Il verbo “salire” è la metafora dell’intero disegno di Dio. Se cominciassimo dai primissimi capitoli della Bibbia a cercare questo movimento di ascesa, ne troveremmo un’infinità. Da quando la figlia del faraone solleva dalla cesta di giunco, sulle acque del Nilo, Mosè, fino a quando la Gerusalemme celeste viene elevata come su un trono, all’ultima pagina di Apocalisse. Tutto sale. Sale Mosè, per l’epifania di Dio, sull’Oreb. Gli ebrei fanno salire su un’asta un serpente di bronzo, per essere salvati dai morsi della morte, come narra il libro dei Numeri. Salgono i sacerdoti attraverso le acque del Giordano, per entrare nella terra dove scorrono latte e miele.

Sale Davide sul monte Moria – quell’altura su cui era stato inviato Abramo per sacrificare Isacco – per dare finalmente a Dio, che ha vagato per quarant’anni sotto una tenda con la sua parola ancora incisa sulla pietra, una dimora; per portare sotto un primo tempio fatto di cedro la Legge scritta dal dito della destra di Adonai. Salgono gli ebrei a Gerusalemme per la preghiera, e infatti un numero straordinario di salmi è raggruppato sotto la definizione di “canti delle ascensioni”, perché accompagnavano la scalata del pellegrino dalla depressione giordanica fino alla città santa, dov’erano i seggi del giudizio, i maestosi baluardi e le mura.

Il pio israelita vi trovava l’arca dell’alleanza e la torre davidica, la torre d’avorio, intonsa, nel proprio chiarore, da ogni macchia. E non era banalmente lo spettacolo delle condizioni di floridezza del regno di Davide, ma il segno di ciò che Dio ha preparato per gli uomini: la sicurezza e la pace.

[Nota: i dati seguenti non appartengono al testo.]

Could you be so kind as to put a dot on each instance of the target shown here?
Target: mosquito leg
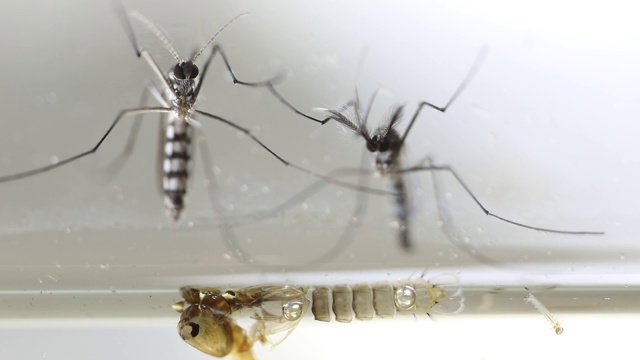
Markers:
(46, 168)
(474, 69)
(113, 169)
(218, 49)
(286, 103)
(289, 164)
(226, 230)
(121, 12)
(449, 231)
(450, 170)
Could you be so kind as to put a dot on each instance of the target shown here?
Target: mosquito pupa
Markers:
(176, 94)
(531, 299)
(210, 318)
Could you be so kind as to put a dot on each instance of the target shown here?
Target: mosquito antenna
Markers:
(164, 39)
(121, 13)
(216, 34)
(396, 116)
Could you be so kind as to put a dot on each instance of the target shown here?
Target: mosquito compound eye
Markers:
(177, 72)
(195, 329)
(189, 69)
(370, 147)
(384, 145)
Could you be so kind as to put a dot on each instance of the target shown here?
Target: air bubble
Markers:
(405, 297)
(292, 310)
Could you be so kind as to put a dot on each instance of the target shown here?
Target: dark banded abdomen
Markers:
(401, 210)
(175, 166)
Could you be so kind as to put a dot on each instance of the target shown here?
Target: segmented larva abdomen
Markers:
(381, 299)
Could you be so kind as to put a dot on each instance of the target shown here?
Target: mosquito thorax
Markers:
(183, 78)
(186, 70)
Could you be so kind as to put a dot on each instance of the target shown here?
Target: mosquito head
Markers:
(379, 143)
(183, 78)
(186, 70)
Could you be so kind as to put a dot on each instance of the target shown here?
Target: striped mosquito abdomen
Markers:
(401, 210)
(382, 299)
(175, 165)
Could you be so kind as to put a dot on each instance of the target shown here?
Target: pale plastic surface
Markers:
(545, 134)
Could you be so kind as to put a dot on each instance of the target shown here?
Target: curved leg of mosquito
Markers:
(450, 170)
(286, 103)
(470, 74)
(112, 170)
(447, 224)
(218, 49)
(347, 236)
(226, 230)
(291, 165)
(92, 150)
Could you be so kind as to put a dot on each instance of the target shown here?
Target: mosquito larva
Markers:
(531, 299)
(209, 315)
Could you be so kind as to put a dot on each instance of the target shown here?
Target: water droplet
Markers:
(292, 310)
(405, 297)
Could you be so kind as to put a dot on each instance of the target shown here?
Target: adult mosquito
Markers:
(386, 144)
(176, 95)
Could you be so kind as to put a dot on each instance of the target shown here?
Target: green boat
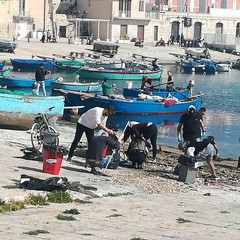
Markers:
(125, 74)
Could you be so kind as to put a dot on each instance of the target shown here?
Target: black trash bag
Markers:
(50, 184)
(32, 154)
(188, 161)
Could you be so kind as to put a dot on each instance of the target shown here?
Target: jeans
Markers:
(41, 83)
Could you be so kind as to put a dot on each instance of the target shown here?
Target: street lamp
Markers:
(84, 15)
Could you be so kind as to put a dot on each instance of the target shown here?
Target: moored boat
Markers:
(77, 86)
(28, 64)
(134, 106)
(127, 74)
(20, 110)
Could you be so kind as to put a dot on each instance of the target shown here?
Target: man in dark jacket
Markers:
(40, 79)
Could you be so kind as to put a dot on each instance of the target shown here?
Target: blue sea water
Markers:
(221, 98)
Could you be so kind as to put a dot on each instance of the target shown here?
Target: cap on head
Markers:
(111, 110)
(191, 108)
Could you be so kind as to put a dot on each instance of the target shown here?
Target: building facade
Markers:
(115, 20)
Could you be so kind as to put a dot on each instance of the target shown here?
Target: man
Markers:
(96, 157)
(170, 82)
(40, 79)
(147, 82)
(190, 126)
(94, 118)
(204, 150)
(106, 87)
(146, 130)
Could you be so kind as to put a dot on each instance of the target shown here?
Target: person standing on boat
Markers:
(190, 126)
(106, 87)
(147, 82)
(40, 78)
(94, 118)
(146, 130)
(170, 82)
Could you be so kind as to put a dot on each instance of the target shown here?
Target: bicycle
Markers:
(41, 125)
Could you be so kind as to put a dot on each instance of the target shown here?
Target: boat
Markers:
(126, 74)
(4, 72)
(7, 46)
(136, 106)
(19, 110)
(18, 82)
(179, 93)
(77, 86)
(2, 65)
(28, 64)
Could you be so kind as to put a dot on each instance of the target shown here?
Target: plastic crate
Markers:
(52, 162)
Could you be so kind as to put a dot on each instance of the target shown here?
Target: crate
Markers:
(52, 162)
(50, 137)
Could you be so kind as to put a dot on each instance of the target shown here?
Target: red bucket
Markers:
(52, 162)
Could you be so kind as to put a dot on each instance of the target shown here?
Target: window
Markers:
(141, 6)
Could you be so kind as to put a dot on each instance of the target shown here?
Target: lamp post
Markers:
(84, 14)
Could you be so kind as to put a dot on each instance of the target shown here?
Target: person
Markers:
(94, 118)
(40, 78)
(190, 126)
(106, 87)
(204, 150)
(170, 82)
(155, 65)
(146, 82)
(48, 36)
(97, 156)
(43, 37)
(145, 130)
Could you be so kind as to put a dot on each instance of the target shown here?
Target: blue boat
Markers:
(179, 93)
(19, 110)
(26, 65)
(77, 86)
(134, 106)
(125, 74)
(17, 82)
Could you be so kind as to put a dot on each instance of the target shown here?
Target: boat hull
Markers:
(20, 111)
(77, 86)
(141, 107)
(32, 65)
(23, 82)
(134, 92)
(95, 74)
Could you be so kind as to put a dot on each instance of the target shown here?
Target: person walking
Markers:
(106, 87)
(170, 82)
(40, 79)
(146, 130)
(190, 126)
(94, 118)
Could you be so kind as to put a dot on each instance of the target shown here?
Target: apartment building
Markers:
(116, 20)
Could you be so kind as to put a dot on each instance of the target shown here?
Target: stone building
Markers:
(123, 20)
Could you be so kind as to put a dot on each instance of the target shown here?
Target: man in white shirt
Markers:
(93, 118)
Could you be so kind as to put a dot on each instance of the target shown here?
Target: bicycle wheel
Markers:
(36, 137)
(53, 130)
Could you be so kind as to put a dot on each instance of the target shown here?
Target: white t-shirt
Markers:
(93, 117)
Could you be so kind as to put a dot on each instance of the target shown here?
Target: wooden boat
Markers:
(7, 46)
(134, 106)
(179, 93)
(2, 65)
(77, 86)
(127, 74)
(28, 64)
(23, 82)
(4, 72)
(19, 110)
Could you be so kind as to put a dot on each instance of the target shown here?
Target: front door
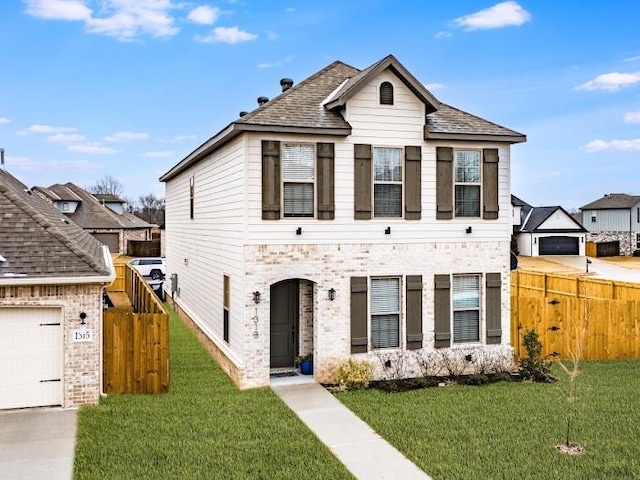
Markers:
(284, 322)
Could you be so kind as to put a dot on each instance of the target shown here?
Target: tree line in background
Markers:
(148, 207)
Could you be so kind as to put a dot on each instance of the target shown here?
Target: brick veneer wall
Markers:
(82, 368)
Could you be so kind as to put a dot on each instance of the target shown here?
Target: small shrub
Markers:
(534, 366)
(355, 374)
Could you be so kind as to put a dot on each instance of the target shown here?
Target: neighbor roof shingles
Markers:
(38, 241)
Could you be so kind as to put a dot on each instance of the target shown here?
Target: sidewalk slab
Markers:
(365, 454)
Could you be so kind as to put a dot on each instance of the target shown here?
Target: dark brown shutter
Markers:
(270, 180)
(359, 315)
(444, 183)
(325, 178)
(442, 311)
(414, 312)
(494, 308)
(362, 182)
(490, 183)
(412, 181)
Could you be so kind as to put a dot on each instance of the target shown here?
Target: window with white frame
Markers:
(298, 161)
(467, 165)
(387, 182)
(385, 312)
(466, 308)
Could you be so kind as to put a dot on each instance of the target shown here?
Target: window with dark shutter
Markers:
(386, 94)
(359, 339)
(413, 182)
(270, 180)
(442, 311)
(362, 182)
(444, 183)
(414, 312)
(494, 308)
(326, 180)
(490, 160)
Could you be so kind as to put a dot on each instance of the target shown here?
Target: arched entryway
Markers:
(291, 321)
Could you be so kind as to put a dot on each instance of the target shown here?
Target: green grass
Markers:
(203, 428)
(508, 430)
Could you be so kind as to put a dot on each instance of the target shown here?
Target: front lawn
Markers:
(508, 430)
(204, 428)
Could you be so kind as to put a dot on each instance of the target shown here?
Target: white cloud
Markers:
(505, 14)
(59, 9)
(26, 164)
(611, 82)
(632, 117)
(612, 146)
(178, 138)
(126, 137)
(204, 15)
(91, 148)
(159, 154)
(46, 130)
(66, 138)
(227, 35)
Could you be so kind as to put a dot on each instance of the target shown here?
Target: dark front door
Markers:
(284, 322)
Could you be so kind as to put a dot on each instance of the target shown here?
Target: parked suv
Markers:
(155, 267)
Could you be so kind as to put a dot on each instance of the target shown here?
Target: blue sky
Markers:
(127, 88)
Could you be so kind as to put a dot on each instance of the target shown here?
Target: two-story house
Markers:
(353, 213)
(615, 217)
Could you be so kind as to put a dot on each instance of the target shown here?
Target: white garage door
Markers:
(31, 357)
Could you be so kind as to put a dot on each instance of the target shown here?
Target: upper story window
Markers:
(386, 94)
(387, 182)
(467, 183)
(298, 182)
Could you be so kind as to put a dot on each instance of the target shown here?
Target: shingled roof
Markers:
(92, 214)
(315, 106)
(37, 241)
(613, 201)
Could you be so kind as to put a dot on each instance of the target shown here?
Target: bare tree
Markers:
(107, 184)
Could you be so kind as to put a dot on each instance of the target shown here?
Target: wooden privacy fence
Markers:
(556, 306)
(135, 339)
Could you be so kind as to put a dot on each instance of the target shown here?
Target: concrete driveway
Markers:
(605, 269)
(37, 444)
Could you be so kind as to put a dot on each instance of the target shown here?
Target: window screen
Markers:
(385, 312)
(466, 309)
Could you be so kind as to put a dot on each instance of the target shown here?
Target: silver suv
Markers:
(154, 267)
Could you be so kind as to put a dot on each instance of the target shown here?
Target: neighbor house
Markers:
(52, 276)
(352, 215)
(104, 216)
(546, 230)
(614, 218)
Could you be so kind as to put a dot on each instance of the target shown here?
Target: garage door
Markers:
(111, 240)
(31, 357)
(559, 246)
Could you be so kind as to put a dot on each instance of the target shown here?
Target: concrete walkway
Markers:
(365, 454)
(37, 444)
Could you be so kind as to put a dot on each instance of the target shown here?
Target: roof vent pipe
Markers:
(286, 84)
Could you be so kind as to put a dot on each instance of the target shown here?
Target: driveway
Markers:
(37, 444)
(598, 268)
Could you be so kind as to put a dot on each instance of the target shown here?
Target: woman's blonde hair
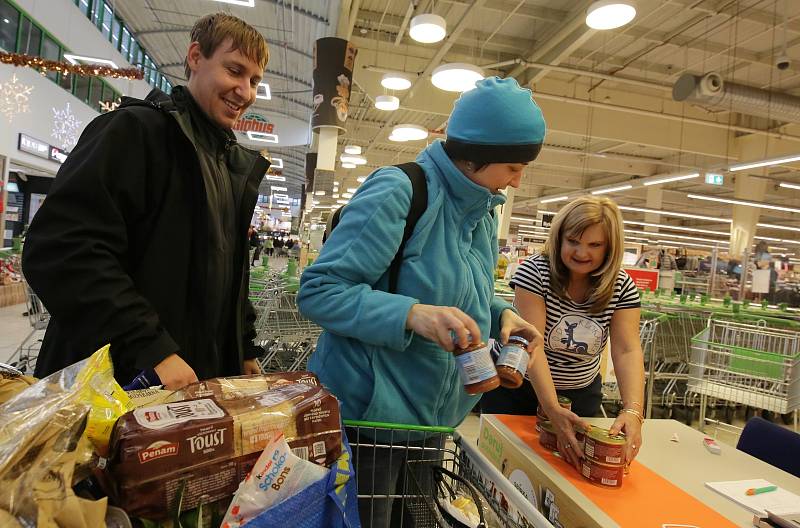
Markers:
(212, 30)
(571, 221)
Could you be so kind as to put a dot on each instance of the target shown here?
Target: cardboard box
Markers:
(553, 495)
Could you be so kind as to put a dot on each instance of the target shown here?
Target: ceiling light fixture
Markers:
(427, 28)
(388, 103)
(613, 189)
(677, 228)
(773, 226)
(764, 163)
(456, 76)
(409, 132)
(355, 160)
(557, 199)
(396, 81)
(80, 59)
(262, 136)
(263, 91)
(674, 213)
(743, 202)
(610, 14)
(243, 3)
(672, 179)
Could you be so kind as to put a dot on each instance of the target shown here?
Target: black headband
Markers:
(492, 153)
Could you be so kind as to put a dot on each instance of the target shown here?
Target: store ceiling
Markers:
(606, 95)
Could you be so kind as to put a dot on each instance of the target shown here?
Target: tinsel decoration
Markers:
(87, 70)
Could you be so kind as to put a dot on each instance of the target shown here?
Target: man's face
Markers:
(224, 84)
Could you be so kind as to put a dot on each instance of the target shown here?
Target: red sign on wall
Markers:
(644, 279)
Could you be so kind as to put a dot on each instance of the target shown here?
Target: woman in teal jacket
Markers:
(388, 356)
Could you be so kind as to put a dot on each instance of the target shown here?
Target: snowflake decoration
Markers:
(65, 127)
(14, 98)
(109, 106)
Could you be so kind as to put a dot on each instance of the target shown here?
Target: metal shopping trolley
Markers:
(24, 358)
(436, 466)
(287, 337)
(746, 363)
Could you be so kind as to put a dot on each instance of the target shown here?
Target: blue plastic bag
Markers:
(328, 503)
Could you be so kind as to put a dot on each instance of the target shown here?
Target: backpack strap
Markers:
(419, 202)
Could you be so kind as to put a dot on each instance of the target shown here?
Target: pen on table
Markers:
(756, 491)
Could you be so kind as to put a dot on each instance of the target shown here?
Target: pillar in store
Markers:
(745, 218)
(655, 196)
(334, 59)
(505, 216)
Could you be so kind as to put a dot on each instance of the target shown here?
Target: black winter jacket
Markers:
(117, 253)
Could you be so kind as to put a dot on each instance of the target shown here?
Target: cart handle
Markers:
(400, 427)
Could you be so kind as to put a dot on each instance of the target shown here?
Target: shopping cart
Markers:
(435, 466)
(287, 337)
(747, 363)
(24, 357)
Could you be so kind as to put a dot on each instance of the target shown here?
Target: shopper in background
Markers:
(268, 246)
(388, 356)
(578, 296)
(141, 241)
(255, 244)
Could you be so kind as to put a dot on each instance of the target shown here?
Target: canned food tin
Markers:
(602, 474)
(604, 448)
(547, 436)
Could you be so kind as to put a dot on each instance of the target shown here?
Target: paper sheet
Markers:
(780, 501)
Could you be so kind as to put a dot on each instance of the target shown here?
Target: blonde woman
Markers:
(576, 294)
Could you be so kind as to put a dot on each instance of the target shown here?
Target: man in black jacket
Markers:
(142, 241)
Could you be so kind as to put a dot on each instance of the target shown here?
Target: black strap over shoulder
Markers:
(419, 202)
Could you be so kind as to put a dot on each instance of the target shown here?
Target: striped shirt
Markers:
(574, 337)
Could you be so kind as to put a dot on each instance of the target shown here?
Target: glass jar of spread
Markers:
(513, 362)
(476, 368)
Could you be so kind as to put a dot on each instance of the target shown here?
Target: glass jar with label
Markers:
(476, 368)
(513, 362)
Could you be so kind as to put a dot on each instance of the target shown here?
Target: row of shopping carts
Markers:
(287, 337)
(717, 367)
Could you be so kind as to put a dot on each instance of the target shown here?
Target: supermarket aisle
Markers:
(13, 329)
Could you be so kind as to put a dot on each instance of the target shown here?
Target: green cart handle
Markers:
(400, 427)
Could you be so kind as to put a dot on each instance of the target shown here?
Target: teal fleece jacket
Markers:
(379, 370)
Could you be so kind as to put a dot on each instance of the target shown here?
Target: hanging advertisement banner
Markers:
(334, 59)
(644, 279)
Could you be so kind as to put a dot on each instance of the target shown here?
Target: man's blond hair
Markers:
(212, 30)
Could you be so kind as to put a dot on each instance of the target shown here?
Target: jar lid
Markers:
(519, 339)
(601, 435)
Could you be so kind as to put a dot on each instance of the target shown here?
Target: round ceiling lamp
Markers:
(456, 77)
(396, 81)
(355, 160)
(408, 132)
(389, 103)
(428, 28)
(610, 14)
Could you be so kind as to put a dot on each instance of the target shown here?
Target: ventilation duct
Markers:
(712, 91)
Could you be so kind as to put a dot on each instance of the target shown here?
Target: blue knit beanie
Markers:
(496, 122)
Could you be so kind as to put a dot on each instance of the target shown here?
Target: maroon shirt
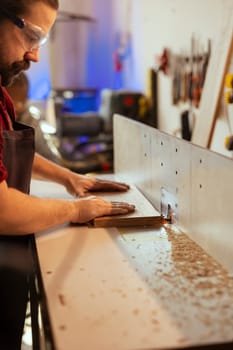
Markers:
(6, 114)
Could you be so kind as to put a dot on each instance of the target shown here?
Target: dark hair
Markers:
(19, 7)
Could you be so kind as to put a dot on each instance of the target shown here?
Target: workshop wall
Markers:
(136, 32)
(158, 24)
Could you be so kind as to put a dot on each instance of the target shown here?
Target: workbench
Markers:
(164, 287)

Sale persino la Santa Famiglia, dalla prostrazione dell’Egitto, dove ha riparato per sfuggire all’ira di Erode, profezia già, in quel bambino, del morire (l’Egitto...), per andare alla Galilea delle genti, che risplende di luce. E quante volte Gesù ha detto: «Alzati!», «Cammina!»? Ha teso la mano: «Talità kum!»? Fino a che esplode, nei Vangeli, un verbo greco che è il palpito di tutta la rivelazione: egheiro. Significa “mettere dritto, in piedi”. È il termine usato dagli evangelisti per indicare la risurrezione, che, nella nostra lingua, suona già più come un costrutto del pensiero. Gesù fu messo dritto, in piedi.

Nel Vangelo di Luca, il Figlio di Dio stava parlando alle folle, quando una donna «alzò la voce» e disse: «Beato il grembo che ti ha portato»... Aveva percepito, quell’anonima ebrea, il bisogno di salire, di ascendere. Aveva indovinato la vocazione dell’universo. Non: cadere. E lei appunto, la dolce, silenziosa giovinetta di Nazareth, Maria, è stata assunta in cielo, anima e corpo. Il pensiero occidentale, da Galileo in avanti, dice della legge di gravitazione universale, dei “gravi”. È tutto pondus, peso, immagine che siamo soliti usare per la sofferenza. Miliardi di uomini si muovono cercando tutto e niente, luci o ombre, faticosamente il bene o, illusoriamente, un bene fittizio, il male. Oh, come ci trapassa l’anima l’inquietudine del mondo, immaginare tutto ciò che in ogni angolo del cosmo freme, è inquieto! Perfino i pesci, nel fondo degli abissi, rincorrono le correnti e si schivano l’un l’altro per timore di essere divorati dal pesce più grande...

Come non ci è permesso guardare l’augustissima Vergine Maria, mentre i Cherubini sono il suo trono e il cielo è la sua veste e le stelle la sua corona! Invece dovremmo credere profondamente che tutto deve salire. Ogni cosa è piccola dinanzi a Dio. Solo lui è grande. Ma il nostro cuore è pieno di pace, nelle tribolazioni, perché nulla, a eccezione del peccato, il Signore disprezza di ciò che ha creato. Tutto sta nelle sue mani e sale verso Sion. Le mura, le torri: sono immagine di Dio. E ci sarà Maria, “ianua caeli”, ad attenderci alla porta d’oro della Gerusalemme celeste, per farci vedere come tutto ciò che siamo, piccolo, Dio lo ha amato da sempre. Per darci questa gioia senza fine. E noi non capiremo mai abbastanza, forse anche nella vita eterna, come Dio abbia potuto amare la piccola carne che siamo.